İnternet kültürünün iyice yaygınlaştığı, oyunların iyiden iyiye hıza ve
aksiyona dayalı olmaya başladığı şu zamanlarda fantastik rol yapma oyunlarına (FRP)
ilgi oldukça azalmaya başladı. Günümüzün seri silah çekerek, hızlı nişan alan ve
aksiyon içermeyen oyundan köşe bucak kaçan oyuncu kesimi için hiç cazip gelmeyen
FRP oyunları da bu kitleye uyum sağlama çabasına gitmek zorunda kaldılar.
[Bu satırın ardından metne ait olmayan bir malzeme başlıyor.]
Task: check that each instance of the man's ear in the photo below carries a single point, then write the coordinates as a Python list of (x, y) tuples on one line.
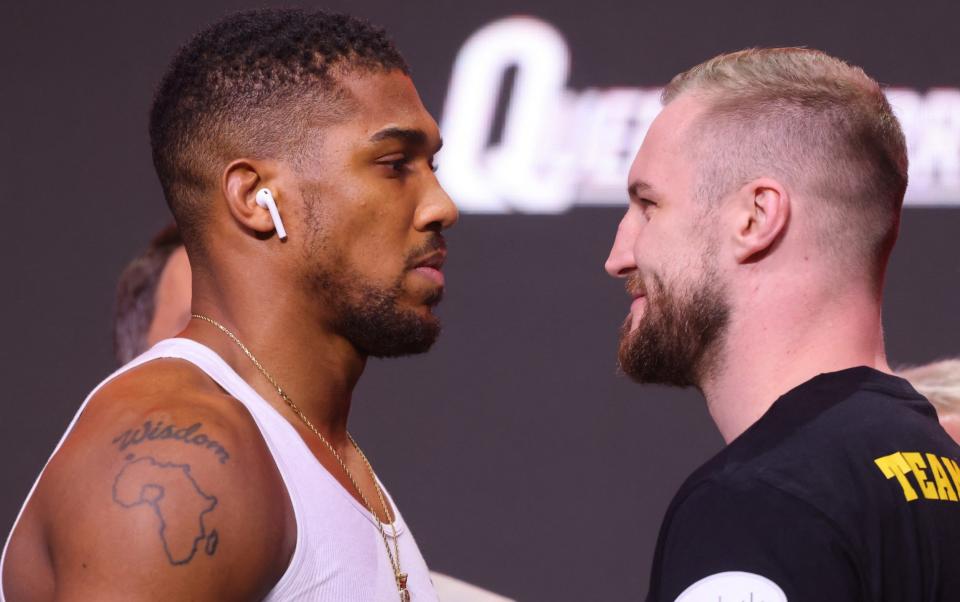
[(241, 180), (762, 211)]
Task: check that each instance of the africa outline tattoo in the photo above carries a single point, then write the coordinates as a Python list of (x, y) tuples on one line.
[(144, 480)]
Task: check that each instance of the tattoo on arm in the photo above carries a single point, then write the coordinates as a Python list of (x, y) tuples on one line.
[(158, 431), (176, 500)]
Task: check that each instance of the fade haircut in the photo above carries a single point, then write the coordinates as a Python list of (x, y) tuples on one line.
[(249, 86), (814, 122)]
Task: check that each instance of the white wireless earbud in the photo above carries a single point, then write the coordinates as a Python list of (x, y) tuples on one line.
[(265, 200)]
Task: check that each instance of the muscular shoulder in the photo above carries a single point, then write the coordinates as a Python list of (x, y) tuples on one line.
[(165, 487), (728, 527)]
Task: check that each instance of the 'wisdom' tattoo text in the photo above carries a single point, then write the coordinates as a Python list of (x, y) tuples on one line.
[(189, 435)]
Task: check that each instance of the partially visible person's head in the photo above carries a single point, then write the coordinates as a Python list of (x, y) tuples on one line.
[(153, 296), (752, 145), (320, 109), (940, 383)]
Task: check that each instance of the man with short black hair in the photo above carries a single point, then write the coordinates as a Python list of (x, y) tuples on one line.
[(764, 204), (218, 465)]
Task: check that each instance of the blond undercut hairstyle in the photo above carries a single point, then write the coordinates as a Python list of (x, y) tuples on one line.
[(820, 126), (939, 382)]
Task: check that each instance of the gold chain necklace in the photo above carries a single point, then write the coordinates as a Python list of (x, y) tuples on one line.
[(394, 555)]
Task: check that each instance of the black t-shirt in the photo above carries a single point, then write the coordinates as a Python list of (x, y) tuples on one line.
[(846, 489)]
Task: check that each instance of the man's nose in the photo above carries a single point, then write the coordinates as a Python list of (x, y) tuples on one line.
[(437, 211), (621, 263)]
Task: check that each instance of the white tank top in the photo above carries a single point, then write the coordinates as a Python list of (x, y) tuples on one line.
[(339, 554)]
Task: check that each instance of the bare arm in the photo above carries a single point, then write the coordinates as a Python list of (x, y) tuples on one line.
[(175, 502)]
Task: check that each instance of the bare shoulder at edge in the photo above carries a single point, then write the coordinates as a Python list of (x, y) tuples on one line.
[(164, 490)]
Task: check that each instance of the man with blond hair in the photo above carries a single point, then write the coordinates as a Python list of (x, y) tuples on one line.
[(940, 383), (764, 205)]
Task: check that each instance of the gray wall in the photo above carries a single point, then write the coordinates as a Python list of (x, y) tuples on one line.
[(522, 461)]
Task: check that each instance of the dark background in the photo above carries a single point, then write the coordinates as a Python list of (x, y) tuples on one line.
[(522, 461)]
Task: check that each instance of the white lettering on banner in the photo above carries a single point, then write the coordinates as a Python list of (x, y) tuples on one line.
[(560, 147)]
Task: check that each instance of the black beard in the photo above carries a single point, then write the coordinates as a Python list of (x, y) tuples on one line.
[(373, 322), (676, 341)]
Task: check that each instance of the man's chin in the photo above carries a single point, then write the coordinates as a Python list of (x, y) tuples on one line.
[(412, 335)]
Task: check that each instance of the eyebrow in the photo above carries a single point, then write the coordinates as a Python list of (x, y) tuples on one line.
[(414, 137)]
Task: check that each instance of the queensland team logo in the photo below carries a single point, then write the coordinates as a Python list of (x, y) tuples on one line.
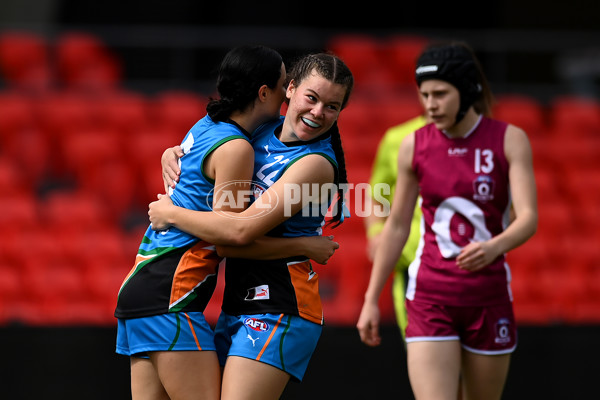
[(256, 324), (239, 195), (483, 187), (258, 293), (503, 331)]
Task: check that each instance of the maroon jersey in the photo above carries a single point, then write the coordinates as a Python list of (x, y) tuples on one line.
[(463, 184)]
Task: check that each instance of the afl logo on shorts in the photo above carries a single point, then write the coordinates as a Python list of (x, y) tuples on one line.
[(256, 324)]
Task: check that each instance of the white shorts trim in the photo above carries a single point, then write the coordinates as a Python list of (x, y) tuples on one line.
[(432, 339), (490, 352)]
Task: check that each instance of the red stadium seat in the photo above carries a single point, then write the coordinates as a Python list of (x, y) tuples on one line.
[(178, 110), (575, 116), (363, 55), (74, 211), (13, 180), (85, 62), (123, 111), (401, 53), (523, 111)]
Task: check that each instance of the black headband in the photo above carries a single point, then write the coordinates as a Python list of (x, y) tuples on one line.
[(453, 64)]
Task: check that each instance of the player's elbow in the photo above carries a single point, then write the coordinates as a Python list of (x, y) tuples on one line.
[(241, 235)]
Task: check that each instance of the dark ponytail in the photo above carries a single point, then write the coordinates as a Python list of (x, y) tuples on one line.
[(341, 177), (332, 68), (242, 72)]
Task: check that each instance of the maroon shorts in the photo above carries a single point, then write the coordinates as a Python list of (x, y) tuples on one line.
[(482, 330)]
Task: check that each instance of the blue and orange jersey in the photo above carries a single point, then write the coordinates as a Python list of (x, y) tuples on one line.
[(173, 270), (290, 285)]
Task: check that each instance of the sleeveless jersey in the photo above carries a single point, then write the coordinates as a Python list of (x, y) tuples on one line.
[(465, 197), (288, 286), (173, 270)]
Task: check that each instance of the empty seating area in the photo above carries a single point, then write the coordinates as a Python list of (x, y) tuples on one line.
[(80, 161)]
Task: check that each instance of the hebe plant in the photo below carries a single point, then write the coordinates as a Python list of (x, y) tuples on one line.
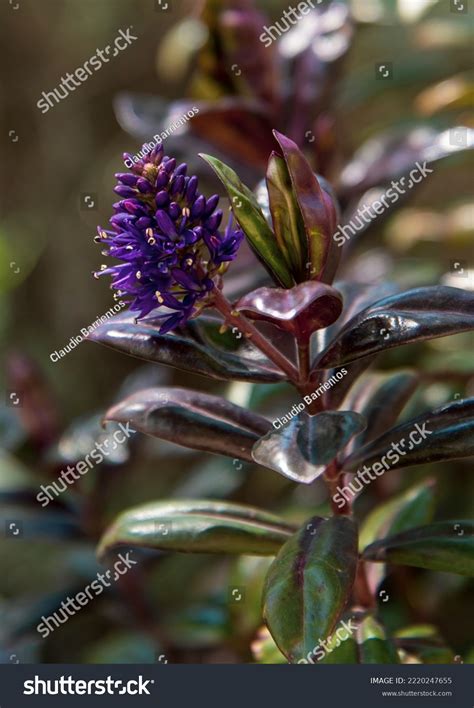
[(321, 337)]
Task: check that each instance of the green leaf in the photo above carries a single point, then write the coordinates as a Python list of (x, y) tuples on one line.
[(309, 583), (424, 643), (201, 526), (413, 507), (373, 645), (253, 222), (318, 215), (286, 216), (447, 546)]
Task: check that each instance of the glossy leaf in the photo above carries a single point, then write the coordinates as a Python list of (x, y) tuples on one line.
[(413, 507), (252, 221), (443, 434), (412, 316), (192, 419), (381, 399), (446, 546), (307, 444), (309, 583), (317, 211), (286, 217), (300, 310), (172, 349), (197, 527)]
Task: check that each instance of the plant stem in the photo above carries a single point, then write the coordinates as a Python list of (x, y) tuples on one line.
[(246, 327), (304, 361), (332, 476)]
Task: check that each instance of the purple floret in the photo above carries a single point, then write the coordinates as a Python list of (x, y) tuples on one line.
[(166, 235)]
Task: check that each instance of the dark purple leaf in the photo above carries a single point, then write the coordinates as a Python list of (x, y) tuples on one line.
[(443, 434), (381, 399), (309, 583), (192, 419), (307, 444), (145, 342), (393, 155), (300, 310), (413, 316), (446, 546)]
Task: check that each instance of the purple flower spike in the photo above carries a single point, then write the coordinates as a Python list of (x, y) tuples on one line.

Günlerimizi, haftalarımızı, hatta aylarımızı verdiğimiz, bitirebilmek için aynı
yolları defalarca katettiğimiz, aynı karakterle defalarca konuşup ne demek
istediğini daha iyi anlamaya çalıştığımız oyunların yerlerinde yeller eserken,
şimdi başlanıldığı gibi bir kalemde bitirilesi oyunlar piyasayı alıp götürmüş
durumda.
Hal böyle olunca FRP’den aksiyona ve hack’n slash adını verdiğimiz, önüne çıkanı
öldür oyunlarına yönelen yapımcılar, içine bir iki FRP öğesi serpiştirerek pek
çok aksiyon yapımını insanlara kabul ettirdiler. Öyle ki; Diablo gibi, “FRP mi?
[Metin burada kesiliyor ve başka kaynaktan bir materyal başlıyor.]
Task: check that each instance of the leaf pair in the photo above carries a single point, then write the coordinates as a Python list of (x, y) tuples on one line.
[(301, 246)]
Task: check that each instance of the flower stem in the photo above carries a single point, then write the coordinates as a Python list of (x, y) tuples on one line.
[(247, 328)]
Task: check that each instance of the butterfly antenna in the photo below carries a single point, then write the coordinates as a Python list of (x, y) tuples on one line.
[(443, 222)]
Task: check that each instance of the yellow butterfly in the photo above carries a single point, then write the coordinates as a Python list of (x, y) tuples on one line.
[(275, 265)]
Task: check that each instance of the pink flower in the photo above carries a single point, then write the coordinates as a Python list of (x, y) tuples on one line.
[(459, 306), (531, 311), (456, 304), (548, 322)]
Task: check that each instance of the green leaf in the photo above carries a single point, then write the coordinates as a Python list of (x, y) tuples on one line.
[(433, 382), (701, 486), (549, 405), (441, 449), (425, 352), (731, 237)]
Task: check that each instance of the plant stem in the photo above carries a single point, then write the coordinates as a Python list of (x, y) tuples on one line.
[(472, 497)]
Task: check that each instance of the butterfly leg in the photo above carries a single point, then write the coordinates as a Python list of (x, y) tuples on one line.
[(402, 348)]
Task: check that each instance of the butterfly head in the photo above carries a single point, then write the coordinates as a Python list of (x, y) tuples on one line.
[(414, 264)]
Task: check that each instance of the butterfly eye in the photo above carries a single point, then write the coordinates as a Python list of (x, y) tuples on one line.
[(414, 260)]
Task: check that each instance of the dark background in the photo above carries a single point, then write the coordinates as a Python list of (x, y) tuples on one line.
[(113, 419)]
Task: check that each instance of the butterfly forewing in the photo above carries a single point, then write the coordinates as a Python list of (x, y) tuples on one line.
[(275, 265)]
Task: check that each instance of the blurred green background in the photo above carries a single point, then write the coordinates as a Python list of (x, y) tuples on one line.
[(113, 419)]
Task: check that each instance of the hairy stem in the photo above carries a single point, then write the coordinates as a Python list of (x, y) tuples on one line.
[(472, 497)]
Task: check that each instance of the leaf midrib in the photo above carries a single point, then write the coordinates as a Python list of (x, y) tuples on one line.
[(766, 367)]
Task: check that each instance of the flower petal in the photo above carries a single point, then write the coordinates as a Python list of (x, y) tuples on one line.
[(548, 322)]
Hack’n Slash mi?” hâlâ tartışılan, ama 6 yıla yakın süredir aralıksız oynanılan
bir yapımın rağbet görmesinin ana nedeni de bu aksiyon bolluğu olsa gerek.
Hack’n Slash türünde yeni bir isim
Kendini bir tür olarak artık benimsetmiş FRP - aksiyon karışımı oyunlar, pek çok
örnek ile piyasaya sürüldü. Diablo, Nox, Divine Divinity, Neverwinter Nights ve
tabii ki Microsoft imzalı Dungeon Siege. Tüm bu oyunların ana yapıları hemen
hemen birbirinin aynı olmasına rağmen bazı ayrıntılar bakımından Dungeon Siege
rakiplerinden ayrılıyordu. Aslında her oyundan biraz tat barındıran bu yapım, üç
boyutlu olmasının yanında dönemin iyi grafikli oyunları arasında yer alıyordu.
Büyü efektlerinin ve savaşların göze çok hoş gelmesinin yanında, düşmana atılan
her ok saplanıp kalıyor ve bu tip ayrıntılar oyunun albenisini arttırıyordu.
Aynı zamanda rahatça anlaşılan ve çok kolay olan arabirimi ile savaşlar tek
tıklama ile yapılabiliyor, grup savaşları kolayca kontrol edilebiliyordu.
Elbette oyun içinde yüklemelerin neredeyse hiç olmaması oynanabilirliğin de
tavana vurmasına neden olmuştu.
Sonuçta, Microsoft’un kanatları altındaki Gas Powered Games tarafından piyasaya
damgasını vuran ve çıktığı yıl pek çok oyun dergisinden ödül alarak başarısını
katmerleyen Dungeon Siege, gerçekten çok tutuldu. Çok beğenilen her oyun gibi
Dungeon Siege’in de ikinci versiyonu için söylentiler almış başını gitmişti ki,
bu sefer bir ek paket ile bizleri o atmosfere geri yolladı. Dungeon Siege:
Legends of Aranna isimli ek paket, orijinali ile aynı oynanışı sununca ve
beklenilen yenilikleri getiremeyince, sadece oyunun çok ciddi fanları tarafından
tutuldu ve beklenen ilgiyi göremedi.
Fakat bu ek paketin sadece oyuncuları oyalamak için yapıldığı, o dönemlerde
gizliden gizliye devam eden, yapımcıların ikinci versiyonun hazırlığı içinde
oldukları haberleri ile kanıtlandı. Yeni oyun, ilkine göre daha hareketli, daha
heyecanlı ve göze daha güzel gelen grafiklerle süslü olacaktı. Sadece bu kadar
gelişim bile beklenilen oyuncu kitlesine ulaşmaya yetecekken Gas Powered Games
beklenenden daha fazlasını sunmak için elinden geleni yaptı ve ağustos ayı
içerisinde merakla beklenen oyunu Dungeon Siege 2’yi biz oyun severlerin
beğenisine sundu.
Nihayet oynanmayı hak edecek bir oyun
Hepinizin bildiği gibi şu sıcak yaz aylarında oyun piyasası ciddi bir kuraklığa
girer. Piyasaya zar zor çıkan ve sayıları bir elin parmaklarını geçmeyen bu
oyunlar ise nazire yaparcasına kötü ve kalitesiz olurlar. Ancak bu kurak mevsim
bittikten sonra ise ardı ardına birbirinden güzel yapımlar piyasaya sunulmaya
başlar. İşte Dungeon Siege 2 de bu kurak mevsimi bitirip yeni bir oyun sezonunu
açacak güzel oyunlardan biri.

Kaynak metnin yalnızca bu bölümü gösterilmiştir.